Bei einer groben Einteilung in Disziplinen stand die Medizin an erster Stelle (133 Gesuche), gefolgt von den Pflegewissenschaften (34), Public Health / Sozial- und Präventivmedizin (33) und (Gesundheits-)Ökonomie (19). Bezüglich des Settings konnten 110 Projekte eindeutig dem ambulanten Bereich zugeordnet werden, während der stationäre Bereich in 71 Projekten untersucht wurde.
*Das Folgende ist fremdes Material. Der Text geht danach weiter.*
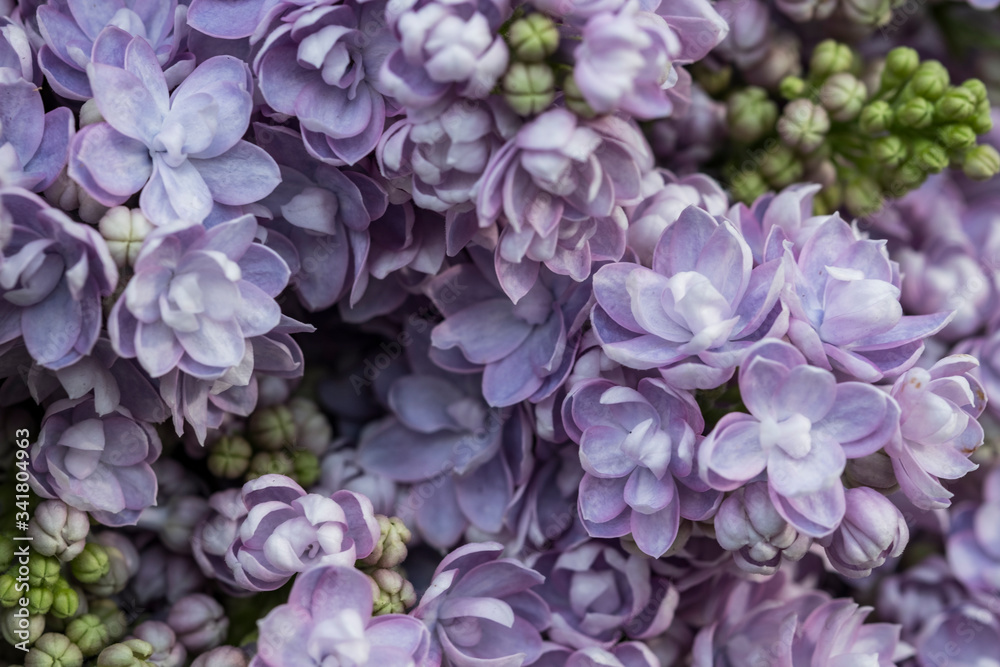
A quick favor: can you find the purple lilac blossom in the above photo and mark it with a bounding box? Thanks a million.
[254,0,396,166]
[69,37,279,225]
[250,565,432,667]
[563,378,721,558]
[885,354,986,509]
[411,542,550,667]
[591,206,788,389]
[477,109,652,302]
[0,188,118,370]
[36,0,194,100]
[31,398,161,526]
[380,0,510,111]
[698,340,899,537]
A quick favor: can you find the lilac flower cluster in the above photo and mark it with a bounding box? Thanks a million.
[0,0,1000,667]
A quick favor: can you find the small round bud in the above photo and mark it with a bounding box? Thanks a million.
[872,134,908,167]
[24,632,83,667]
[778,99,830,155]
[65,614,111,658]
[819,72,868,122]
[858,100,892,135]
[507,13,559,63]
[910,60,951,102]
[726,86,778,144]
[247,405,296,452]
[503,62,556,116]
[896,97,934,130]
[809,39,854,80]
[69,542,111,584]
[962,145,1000,181]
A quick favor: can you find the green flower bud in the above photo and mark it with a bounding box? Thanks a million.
[934,88,976,123]
[208,435,253,479]
[938,125,976,150]
[507,14,559,63]
[809,39,854,80]
[819,72,868,122]
[778,99,830,155]
[69,542,111,584]
[65,614,111,658]
[778,76,806,100]
[962,145,1000,181]
[503,62,556,116]
[563,74,597,118]
[368,570,417,616]
[292,449,322,487]
[896,97,934,130]
[910,60,951,102]
[27,588,55,614]
[0,608,45,646]
[246,452,294,481]
[858,100,892,135]
[24,632,83,667]
[247,405,296,452]
[96,639,155,667]
[844,176,882,216]
[726,86,778,144]
[872,134,907,167]
[49,579,80,618]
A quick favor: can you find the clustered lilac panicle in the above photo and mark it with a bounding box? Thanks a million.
[0,0,1000,667]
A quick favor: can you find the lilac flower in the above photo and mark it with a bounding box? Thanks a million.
[36,0,194,100]
[427,253,590,407]
[592,206,787,389]
[563,378,721,558]
[31,398,161,526]
[477,109,652,302]
[69,37,279,225]
[376,96,519,214]
[0,69,74,192]
[534,541,678,649]
[250,565,430,667]
[0,188,118,370]
[885,354,986,509]
[225,475,379,591]
[381,0,510,110]
[698,340,899,537]
[254,0,396,165]
[412,542,550,667]
[784,214,953,382]
[108,215,288,380]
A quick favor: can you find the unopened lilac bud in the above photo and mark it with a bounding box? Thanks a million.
[24,632,83,667]
[962,144,1000,181]
[97,206,153,268]
[820,486,910,577]
[167,593,229,653]
[507,13,559,63]
[69,542,111,584]
[64,614,111,658]
[778,99,830,155]
[819,72,868,122]
[247,405,296,452]
[95,639,156,667]
[503,62,556,116]
[0,607,45,646]
[191,646,247,667]
[132,621,187,667]
[28,500,90,563]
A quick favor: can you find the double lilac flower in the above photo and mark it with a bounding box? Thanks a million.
[69,37,279,225]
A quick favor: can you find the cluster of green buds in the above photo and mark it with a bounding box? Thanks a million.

Weitere 52 Projekte betrachteten die Versorgung auf Systemebene.
Die total beantragte Fördersumme betrug 33 Millionen Schweizer Franken.

Charakteristika der geförderten Projekte

Von den 259 beurteilten Gesuchen schlug die Expertenkommission 46 (18%) zur Förderung vor: In 35 Fällen betraf dies Projektförderung, in 8 Fällen «Seed Money», in 2 Fällen Stipendien und in 1 Fall Veranstaltungskosten. Die 46 unterstützten Gesuche stammten von 
39 unterschiedlichen Hauptantragstellern.
Von den 46 bewilligten Gesuchen stammten 33 aus Universitäten (72%), 8 aus Spitälern (17%), 3 aus Fachhochschulen (7%) und 2 aus anderen Institutionen (4%). Fast alle Hauptantragsteller hatten mindestens einen Dr.-Titel (36 bzw. 92%), 21 einen Prof.-/PD-Titel (54%). Die meisten bewilligten Gesuche stammten aus Zürich (16), gefolgt von Basel (11), Bern (8), Lausanne (5) und Genf (3; andere: 3). Die Mehrheit der geförderten Projekte behandelte Fragestellungen aus dem ambulanten Bereich (25). Projekte aus dem stationären Setting (5) und systembezogene Projekte (7) waren weniger zahlreich. Die insgesamt ausgeschüttete gesamte Fördersumme betrug CHF 4 422 717. Die geförderten Projekte wurden im Mittel mit rund CHF 150 000 unterstützt; die «Seed Money»-Projekte bzw. die Stipendien waren mit einem fixen Betrag ausgeschrieben (CHF 25 000 bzw. CHF 40 000). Aus den Projekten, die in den ersten beiden Förderrunden unterstützt wurden, sind in bisher 70% der Fälle Publikationen in Peer-reviewed Journals hervorgegangen; von den späteren Förderrunden liegen noch keine Zahlen vor.
Die Quote von 18% geförderter Projekte entspricht den Erwartungen an ein wissenschaftliches Förderprogramm. Auch die Tatsache, dass die meisten geförderten Projekte aus dem universitären Umfeld stammen, überrascht nicht. Hingegen vermögen die unterschiedlichen Erfolgsquoten von Projekten aus universitären Instituten gegenüber jenen aus Spitälern oder Fachhochschulen zu erstaunen: Während 30% der Gesuche aus Universitäten erfolgreich waren, blieben es bei den Spitälern lediglich 12%, bei den Fachhochschulen 6%. Bei den Fachhochschulen wurde von den Experten wiederholt die fehlende wissenschaftliche Qualität der Gesuche als Absagegrund aufgeführt (bei teilweise grossem Interesse am Thema des Projekts). Gründe für die tiefe Quote bei den Gesuchen aus den Spitälern waren z.B. die Fokussierung auf sehr spezifische Versorgungsprobleme (mit entsprechend kleinen Fallzahlen) oder das beschränkte Potential zur Verallgemeinerung der zu erwartenden Forschungsergebnisse.
Die Tatsache, dass 43 der 46 erfolgreichen Gesuche von einem Hauptantragsteller aus einer der fünf grossen Schweizer Universitätsstädte eingegeben wurden, spiegelt die Wichtigkeit der universitären Anbindung eines Projekts im Bezug auf dessen Erfolgsaussichten. In der hohen Anzahl der eingereichten (110 oder 42%) und der geförderten Projekte (25 oder 54%) aus dem ambulanten Bereich reflektiert sich möglicherweise der generelle Trend zur «Ambulantisierung» der Medizin. Die Versorgungsforschung kann der Entwicklung neuer Modelle in diesem Sinne Anschubhilfe leisten.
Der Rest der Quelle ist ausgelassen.